The 2022 ASEAN Para Games, officially known as the 11th ASEAN Para Games, and commonly known as Surakarta 2022 (or Solo 2022), was a biannual multi-sport event for athletes with physical disabilities in Southeast Asia. It was held from 30 July to 6 August 2022 in Surakarta, Indonesia. All 11 countries in the region participated.

Originally set to be hosted by Vietnam in 2021, the Games were initially cancelled due to the COVID-19 pandemic just before its hosting rights were transferred to Indonesia. It is also originally scheduled from 23 to 30 July 2022, later moved to 30 July to 6 August 2022.

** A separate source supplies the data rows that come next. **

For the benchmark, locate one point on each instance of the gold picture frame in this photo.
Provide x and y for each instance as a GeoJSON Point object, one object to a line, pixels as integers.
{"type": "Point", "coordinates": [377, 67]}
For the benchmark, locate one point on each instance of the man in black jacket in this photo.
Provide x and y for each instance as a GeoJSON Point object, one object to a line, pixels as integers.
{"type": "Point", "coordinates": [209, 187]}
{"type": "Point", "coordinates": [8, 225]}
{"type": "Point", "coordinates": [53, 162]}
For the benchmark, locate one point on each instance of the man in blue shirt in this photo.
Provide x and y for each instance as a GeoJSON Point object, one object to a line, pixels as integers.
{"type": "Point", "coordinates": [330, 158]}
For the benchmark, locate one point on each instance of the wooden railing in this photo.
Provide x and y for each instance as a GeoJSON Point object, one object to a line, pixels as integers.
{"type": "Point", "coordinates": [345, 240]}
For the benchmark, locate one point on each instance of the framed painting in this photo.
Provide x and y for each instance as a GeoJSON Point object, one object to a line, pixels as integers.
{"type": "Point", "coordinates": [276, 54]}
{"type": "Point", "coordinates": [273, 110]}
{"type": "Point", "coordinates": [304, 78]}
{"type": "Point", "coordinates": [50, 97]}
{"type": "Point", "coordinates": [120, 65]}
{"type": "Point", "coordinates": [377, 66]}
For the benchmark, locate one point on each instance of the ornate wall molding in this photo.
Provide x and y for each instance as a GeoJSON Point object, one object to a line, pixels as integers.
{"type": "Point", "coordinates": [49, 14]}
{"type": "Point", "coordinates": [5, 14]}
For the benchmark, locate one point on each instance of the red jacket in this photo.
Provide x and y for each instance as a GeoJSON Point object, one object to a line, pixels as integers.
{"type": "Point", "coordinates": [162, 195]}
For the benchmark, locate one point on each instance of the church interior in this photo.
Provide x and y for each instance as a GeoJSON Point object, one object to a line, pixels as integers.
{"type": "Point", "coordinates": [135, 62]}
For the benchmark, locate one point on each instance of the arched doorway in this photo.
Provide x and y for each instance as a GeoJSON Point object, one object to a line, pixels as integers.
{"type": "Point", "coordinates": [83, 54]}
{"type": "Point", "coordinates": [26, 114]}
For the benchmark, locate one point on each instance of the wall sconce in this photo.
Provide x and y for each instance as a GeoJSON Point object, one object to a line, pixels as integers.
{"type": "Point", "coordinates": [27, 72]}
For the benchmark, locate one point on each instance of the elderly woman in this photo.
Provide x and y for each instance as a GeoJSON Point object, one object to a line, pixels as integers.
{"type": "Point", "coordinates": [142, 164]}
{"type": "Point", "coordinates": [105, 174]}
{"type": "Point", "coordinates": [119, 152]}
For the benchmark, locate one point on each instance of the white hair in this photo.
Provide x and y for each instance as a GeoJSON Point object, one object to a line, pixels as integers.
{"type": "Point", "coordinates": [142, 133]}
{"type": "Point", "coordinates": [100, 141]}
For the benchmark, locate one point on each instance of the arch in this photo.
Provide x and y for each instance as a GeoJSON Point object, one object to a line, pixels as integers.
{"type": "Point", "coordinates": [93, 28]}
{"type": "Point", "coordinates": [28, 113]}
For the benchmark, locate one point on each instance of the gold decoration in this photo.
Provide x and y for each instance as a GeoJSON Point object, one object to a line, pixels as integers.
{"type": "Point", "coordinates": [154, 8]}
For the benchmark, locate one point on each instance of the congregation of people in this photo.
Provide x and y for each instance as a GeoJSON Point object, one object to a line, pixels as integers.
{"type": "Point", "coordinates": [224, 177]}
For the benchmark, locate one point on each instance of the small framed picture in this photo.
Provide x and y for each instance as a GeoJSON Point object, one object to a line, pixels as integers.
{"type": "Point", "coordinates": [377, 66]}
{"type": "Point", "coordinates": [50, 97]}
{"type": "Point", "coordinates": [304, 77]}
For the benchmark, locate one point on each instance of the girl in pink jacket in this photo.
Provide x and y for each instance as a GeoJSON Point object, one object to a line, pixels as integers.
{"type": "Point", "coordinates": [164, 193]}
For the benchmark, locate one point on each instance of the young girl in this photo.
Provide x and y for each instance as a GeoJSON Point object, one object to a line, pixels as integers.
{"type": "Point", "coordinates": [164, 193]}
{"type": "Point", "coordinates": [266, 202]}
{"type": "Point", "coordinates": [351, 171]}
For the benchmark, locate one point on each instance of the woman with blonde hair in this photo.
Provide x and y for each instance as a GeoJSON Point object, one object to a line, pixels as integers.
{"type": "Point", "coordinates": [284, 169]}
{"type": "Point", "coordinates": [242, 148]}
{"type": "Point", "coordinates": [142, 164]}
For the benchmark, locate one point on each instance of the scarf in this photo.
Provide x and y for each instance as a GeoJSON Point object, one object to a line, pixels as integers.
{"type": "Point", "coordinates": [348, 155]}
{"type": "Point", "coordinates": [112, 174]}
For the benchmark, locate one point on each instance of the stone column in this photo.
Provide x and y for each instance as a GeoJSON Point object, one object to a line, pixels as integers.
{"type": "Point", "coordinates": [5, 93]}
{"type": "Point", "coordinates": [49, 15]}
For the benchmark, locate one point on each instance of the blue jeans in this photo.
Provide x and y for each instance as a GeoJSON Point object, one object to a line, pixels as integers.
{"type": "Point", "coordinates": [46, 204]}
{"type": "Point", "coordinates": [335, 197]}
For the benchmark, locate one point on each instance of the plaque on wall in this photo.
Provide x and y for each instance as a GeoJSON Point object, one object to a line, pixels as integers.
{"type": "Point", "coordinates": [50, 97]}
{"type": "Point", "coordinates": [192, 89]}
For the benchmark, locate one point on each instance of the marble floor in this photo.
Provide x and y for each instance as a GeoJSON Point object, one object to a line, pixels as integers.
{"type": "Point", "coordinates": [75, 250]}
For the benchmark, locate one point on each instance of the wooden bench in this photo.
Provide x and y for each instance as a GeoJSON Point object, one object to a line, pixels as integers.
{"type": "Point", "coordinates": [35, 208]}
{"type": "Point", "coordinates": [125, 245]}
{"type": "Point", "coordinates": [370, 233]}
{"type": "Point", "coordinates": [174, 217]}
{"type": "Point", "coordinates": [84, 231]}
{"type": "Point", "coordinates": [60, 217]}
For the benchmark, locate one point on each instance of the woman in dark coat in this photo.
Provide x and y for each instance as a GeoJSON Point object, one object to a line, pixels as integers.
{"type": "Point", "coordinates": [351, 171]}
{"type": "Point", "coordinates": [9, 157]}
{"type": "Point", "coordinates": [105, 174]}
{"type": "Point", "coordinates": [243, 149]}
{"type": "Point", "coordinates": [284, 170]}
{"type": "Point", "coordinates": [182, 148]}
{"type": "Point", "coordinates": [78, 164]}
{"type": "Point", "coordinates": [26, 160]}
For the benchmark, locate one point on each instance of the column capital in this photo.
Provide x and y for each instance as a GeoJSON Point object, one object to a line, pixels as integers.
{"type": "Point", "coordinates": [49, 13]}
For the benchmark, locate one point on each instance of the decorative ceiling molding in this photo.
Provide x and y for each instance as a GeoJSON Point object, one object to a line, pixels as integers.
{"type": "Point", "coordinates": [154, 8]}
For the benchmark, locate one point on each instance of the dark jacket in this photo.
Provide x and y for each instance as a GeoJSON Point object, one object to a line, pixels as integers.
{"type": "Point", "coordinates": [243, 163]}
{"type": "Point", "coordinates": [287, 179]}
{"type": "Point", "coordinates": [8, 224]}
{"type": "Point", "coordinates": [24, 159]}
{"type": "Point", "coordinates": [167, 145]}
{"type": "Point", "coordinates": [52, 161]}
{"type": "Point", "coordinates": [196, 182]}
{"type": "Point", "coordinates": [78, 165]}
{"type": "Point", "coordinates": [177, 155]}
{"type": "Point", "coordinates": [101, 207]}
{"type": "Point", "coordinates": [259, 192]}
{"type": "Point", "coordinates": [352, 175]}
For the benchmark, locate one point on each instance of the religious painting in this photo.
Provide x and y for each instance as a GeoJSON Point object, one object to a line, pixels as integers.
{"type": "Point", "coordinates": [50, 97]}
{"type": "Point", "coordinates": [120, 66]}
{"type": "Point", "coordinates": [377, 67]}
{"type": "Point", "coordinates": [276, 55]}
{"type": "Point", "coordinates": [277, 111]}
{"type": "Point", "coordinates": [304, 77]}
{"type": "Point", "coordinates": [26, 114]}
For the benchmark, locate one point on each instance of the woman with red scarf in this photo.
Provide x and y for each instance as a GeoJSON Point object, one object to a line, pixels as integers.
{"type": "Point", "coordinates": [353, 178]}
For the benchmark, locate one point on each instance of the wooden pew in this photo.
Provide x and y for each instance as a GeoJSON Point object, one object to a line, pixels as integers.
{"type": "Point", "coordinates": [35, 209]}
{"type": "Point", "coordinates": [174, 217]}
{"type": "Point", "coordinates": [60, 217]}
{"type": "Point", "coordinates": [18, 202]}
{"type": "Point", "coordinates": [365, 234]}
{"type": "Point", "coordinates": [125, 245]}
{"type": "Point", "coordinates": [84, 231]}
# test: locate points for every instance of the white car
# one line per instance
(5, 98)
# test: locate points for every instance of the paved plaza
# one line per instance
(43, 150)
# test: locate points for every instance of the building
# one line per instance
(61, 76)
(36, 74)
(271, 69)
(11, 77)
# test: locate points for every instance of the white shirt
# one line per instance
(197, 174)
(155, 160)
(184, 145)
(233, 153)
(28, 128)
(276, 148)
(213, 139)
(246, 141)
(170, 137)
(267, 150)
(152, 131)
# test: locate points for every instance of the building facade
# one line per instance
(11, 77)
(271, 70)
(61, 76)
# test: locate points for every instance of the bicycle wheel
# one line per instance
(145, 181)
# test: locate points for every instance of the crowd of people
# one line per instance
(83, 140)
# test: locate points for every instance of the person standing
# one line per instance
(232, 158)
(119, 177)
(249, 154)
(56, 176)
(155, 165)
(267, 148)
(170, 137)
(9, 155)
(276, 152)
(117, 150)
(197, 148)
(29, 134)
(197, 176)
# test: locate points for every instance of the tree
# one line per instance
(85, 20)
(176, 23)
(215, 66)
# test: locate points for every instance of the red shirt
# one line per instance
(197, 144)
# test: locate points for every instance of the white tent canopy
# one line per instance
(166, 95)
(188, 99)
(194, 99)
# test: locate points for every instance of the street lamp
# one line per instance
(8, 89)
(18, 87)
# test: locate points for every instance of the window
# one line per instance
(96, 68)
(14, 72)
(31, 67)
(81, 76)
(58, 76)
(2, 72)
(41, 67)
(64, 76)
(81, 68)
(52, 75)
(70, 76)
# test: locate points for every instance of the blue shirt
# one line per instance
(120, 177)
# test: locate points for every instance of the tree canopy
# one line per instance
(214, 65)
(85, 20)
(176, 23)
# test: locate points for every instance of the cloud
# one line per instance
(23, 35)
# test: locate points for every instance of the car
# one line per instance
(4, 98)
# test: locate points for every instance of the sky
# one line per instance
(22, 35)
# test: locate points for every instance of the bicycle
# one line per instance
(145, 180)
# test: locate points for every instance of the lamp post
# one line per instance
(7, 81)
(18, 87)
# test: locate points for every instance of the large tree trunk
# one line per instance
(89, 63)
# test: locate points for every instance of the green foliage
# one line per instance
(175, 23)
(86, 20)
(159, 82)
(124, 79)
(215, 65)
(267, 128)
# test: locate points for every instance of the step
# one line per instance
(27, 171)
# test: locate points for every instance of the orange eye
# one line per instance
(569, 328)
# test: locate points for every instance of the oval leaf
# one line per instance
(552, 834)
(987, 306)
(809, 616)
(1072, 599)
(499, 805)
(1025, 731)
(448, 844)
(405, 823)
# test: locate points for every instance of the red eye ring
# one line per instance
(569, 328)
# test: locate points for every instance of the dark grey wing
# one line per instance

Development and preparation

Host selection
Originally the 2021 ASEAN Para Games was intended to be held in Vietnam, the same host nation as the 2021 Southeast Asian Games. The games were planned amidst the COVID-19 pandemic in Vietnam, posing logistical challenges in organizing the event.

Originally scheduled to be held from 17 to 23 December 2021, games were cancelled in October, as they planned after the 2021 SEA Games was postponed to May 2022 due to the pandemic. This would have been the second time Vietnam would have hosted the games, last staging them in 2003.

Malaysia and Indonesia expressed willingness to host the games as an alternative to its cancellation. The Philippines has supported moving the games to a country willing to host the games even if lesser number of events will be staged.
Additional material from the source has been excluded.